Dos, los tontos irredimibles:

No hay modo de salvarse de ellos. Son manadas. Son refractarios al sentido común y a la menor recomendación que los distraiga de su rutina diaria, e innecesaria. (No los individuos que deben salir a trabajar porque no tienen alternativa, por supuesto, y lo hacen atenidos a la conciencia del riesgo inevitable de tener que hacerlo, no, sino quienes no se soportan en familia o en casa, y necesitan el hábitat de la vagancia, el delito o la frivolidad; los que no son ni tienen destino de valor ni acaso les importe el derecho a la felicidad, y lo mismo les da la vida y el futuro del vecino y del prójimo; los que en la anónima cotidianidad da igual que existan o que no, y ahora, cuando la muerte puede escupirse en cualquier esquina, son bombas de contagio en su indeseable andanza callejera). No hay modo de salvarse de ellos.
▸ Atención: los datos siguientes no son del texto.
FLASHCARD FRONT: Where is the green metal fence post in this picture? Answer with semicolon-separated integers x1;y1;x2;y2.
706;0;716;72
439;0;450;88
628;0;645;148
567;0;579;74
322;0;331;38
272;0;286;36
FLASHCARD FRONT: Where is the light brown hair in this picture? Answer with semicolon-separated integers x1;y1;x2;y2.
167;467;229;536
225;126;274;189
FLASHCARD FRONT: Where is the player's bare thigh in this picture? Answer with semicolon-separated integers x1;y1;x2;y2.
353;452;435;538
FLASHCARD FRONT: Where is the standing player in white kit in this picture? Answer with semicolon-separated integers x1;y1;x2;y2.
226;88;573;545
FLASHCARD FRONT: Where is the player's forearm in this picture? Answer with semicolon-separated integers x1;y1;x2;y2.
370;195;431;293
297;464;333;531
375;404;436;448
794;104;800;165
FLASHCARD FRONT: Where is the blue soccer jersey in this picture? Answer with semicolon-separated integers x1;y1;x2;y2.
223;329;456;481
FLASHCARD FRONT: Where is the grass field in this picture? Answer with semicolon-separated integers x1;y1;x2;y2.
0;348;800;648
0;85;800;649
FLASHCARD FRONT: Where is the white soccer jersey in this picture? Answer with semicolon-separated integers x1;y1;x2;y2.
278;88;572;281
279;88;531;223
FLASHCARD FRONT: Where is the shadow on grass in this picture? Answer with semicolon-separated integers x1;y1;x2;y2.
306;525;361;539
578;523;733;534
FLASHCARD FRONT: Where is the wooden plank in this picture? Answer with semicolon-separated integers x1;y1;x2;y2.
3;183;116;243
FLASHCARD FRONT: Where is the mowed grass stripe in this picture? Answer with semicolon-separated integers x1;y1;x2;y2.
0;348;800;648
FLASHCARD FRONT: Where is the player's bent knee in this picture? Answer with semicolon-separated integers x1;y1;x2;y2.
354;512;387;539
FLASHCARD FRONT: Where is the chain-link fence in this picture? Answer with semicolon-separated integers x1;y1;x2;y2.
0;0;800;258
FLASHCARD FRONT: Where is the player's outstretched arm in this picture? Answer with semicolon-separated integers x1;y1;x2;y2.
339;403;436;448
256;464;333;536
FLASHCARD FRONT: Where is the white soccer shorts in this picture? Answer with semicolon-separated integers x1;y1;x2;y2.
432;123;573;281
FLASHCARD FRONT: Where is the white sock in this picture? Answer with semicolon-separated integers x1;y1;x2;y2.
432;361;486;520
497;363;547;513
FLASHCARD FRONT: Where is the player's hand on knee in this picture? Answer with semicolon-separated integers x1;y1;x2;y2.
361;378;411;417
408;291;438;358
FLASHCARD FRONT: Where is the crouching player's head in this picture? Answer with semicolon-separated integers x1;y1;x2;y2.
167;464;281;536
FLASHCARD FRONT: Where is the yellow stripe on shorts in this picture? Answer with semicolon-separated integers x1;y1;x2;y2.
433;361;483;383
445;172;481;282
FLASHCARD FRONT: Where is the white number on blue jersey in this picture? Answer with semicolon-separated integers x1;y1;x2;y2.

Y ahora, cuando la pandemia abruma y no la sienten y no existe para ellos -porque no han tosido a muerto ni la muerte ajena los conmueve-, salen cada vez más, y más seguros de que el mundo ya está siendo el mismo de sus mejores tiempos, y uno siente su aleteo y sabe que han de ser como los murciélagos chinos posibles de la mutación originaria. Y sabe que lo único que se puede hacer con ellos, desde el claustro y la impotencia, es maldecirlos.